More on Fighting Fire with Fire
Last night I talked about Rick Santorum’s declaration that he plans to “fight fire with fire,” and quoted my daughter’s observation that fighting fire with fire just creates more fire.
I was thinking of “fighting fire with fire” in the colloquial sense of “fighting the other guy’s sleazy tactics by using the same sleazy tactics yourself.” I generally disagree with this approach. I’d rather point out the other guy’s scuzzball tactics, rather than sinking to his level. I do think that fighting this sort of “fire” with more “fire” just leads to a huge conflagration.

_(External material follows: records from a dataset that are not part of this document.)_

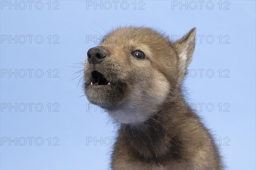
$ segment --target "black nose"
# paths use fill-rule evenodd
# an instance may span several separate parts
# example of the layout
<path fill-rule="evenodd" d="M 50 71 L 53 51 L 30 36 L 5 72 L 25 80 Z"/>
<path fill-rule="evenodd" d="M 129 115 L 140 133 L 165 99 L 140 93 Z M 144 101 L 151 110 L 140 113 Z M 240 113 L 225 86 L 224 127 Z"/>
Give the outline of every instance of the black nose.
<path fill-rule="evenodd" d="M 87 52 L 89 63 L 93 64 L 100 63 L 107 56 L 107 51 L 100 47 L 90 48 Z"/>

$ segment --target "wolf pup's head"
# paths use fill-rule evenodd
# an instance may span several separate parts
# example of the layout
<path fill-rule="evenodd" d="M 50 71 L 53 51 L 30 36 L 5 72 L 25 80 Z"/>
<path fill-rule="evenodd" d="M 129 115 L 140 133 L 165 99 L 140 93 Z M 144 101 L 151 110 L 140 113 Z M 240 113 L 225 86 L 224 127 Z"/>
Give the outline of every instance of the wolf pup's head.
<path fill-rule="evenodd" d="M 121 28 L 90 49 L 84 87 L 89 101 L 116 121 L 136 125 L 175 97 L 195 48 L 195 28 L 175 42 L 150 28 Z"/>

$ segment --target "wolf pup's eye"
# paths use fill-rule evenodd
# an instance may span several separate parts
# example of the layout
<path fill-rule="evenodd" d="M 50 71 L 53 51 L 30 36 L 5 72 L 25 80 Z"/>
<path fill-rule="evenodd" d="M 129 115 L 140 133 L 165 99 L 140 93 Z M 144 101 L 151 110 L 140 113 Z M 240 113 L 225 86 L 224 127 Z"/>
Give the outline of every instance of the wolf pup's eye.
<path fill-rule="evenodd" d="M 140 50 L 136 50 L 132 53 L 132 55 L 136 58 L 143 59 L 145 58 L 145 55 Z"/>

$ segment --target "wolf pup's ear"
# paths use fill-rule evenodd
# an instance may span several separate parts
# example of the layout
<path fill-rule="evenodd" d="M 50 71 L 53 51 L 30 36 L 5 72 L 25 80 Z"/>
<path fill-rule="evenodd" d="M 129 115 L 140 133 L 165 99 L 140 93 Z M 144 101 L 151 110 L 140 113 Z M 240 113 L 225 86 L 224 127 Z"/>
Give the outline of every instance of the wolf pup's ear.
<path fill-rule="evenodd" d="M 192 55 L 195 49 L 195 28 L 180 39 L 173 43 L 178 55 L 179 69 L 185 71 L 192 59 Z"/>

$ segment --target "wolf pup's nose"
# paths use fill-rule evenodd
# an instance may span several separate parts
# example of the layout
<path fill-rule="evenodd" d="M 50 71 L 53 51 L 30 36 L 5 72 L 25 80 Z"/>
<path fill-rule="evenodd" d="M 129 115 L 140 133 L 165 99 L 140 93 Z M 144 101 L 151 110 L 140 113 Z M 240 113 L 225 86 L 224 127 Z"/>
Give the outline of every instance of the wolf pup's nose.
<path fill-rule="evenodd" d="M 87 52 L 89 63 L 93 64 L 100 63 L 107 56 L 107 51 L 99 47 L 90 48 Z"/>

However, several commenters pointed out that firefighters often literally do fight fire with fire. Here is one description of possible techniques:
When faced with a massive, woodland-consuming storm of flames and ash, your first instinct might not be to apply more fire to the dire situation. But think about it for a second: A fire needs oxygen and fuel, such as leaves and vegetation, to continue raging. Rob the fire of either source of nourishment and you squelch the chemical reaction that produces it.
When faced with an oil-well fire, firefighters have been known to remove the oxygen from the equation by detonating a little dynamite. The blast eats up all the local oxygen, leaving nothing to keep the fire going. When an entire forest is ablaze, however, a different tactic is in order. Firefighters remove the fuel — and what better way to quickly remove combustible underbrush than to carefully set it on fire?

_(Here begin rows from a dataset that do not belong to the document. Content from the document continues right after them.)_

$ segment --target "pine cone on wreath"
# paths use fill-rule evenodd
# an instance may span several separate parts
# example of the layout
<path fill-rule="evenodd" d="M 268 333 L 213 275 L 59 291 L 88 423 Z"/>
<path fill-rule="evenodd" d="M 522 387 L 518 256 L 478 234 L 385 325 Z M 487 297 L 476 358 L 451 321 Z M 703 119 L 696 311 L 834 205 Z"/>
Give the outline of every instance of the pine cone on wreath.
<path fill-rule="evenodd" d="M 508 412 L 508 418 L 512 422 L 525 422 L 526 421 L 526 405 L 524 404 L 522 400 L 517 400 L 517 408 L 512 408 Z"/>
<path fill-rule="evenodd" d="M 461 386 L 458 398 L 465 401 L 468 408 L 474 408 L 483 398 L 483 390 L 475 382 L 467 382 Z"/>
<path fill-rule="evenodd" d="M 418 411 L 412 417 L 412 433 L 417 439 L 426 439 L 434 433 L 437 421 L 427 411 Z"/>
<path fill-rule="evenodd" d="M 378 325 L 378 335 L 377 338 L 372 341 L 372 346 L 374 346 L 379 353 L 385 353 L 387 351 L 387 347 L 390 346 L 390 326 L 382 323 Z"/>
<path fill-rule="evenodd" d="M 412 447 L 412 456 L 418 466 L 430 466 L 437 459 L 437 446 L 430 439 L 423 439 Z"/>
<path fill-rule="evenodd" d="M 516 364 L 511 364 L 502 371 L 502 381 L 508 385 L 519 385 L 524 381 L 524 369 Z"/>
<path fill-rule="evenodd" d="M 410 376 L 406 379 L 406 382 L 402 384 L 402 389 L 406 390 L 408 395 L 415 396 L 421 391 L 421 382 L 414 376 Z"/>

I think this theory has an analogue in politics. Namely, if you see that the other side is going to be able to burn your candidate down by attacking his weak spots, you might want to set some backfires — vetting your candidate, in other words — thus depriving the other side of the huge amount of fuel that can cause an out of control wildfire.

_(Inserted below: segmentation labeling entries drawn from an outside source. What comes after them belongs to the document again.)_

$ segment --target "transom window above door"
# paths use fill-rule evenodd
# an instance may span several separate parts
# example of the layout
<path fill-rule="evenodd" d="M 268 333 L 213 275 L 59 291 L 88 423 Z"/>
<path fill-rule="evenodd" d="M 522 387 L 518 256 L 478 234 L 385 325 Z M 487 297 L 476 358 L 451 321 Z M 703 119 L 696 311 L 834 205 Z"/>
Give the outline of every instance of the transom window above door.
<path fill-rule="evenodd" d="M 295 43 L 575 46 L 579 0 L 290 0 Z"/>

The thing to remember is: any time you fight fire with fire, you’re, well, playing with fire. And if you play with fire, you might get burned. I’ll stop the stupid analogies now, but the point is: vetting is important — but it also needs to be done carefully. Because if you can’t stand the heat, get out of the . . . ah, hell. You know what I mean.
So vet away, folks. But be careful out there. And be careful not to burn each other, or to burn bridges, OK?
Otherwise I’ll have to drag out more stupid fire analogies. And nobody wants that.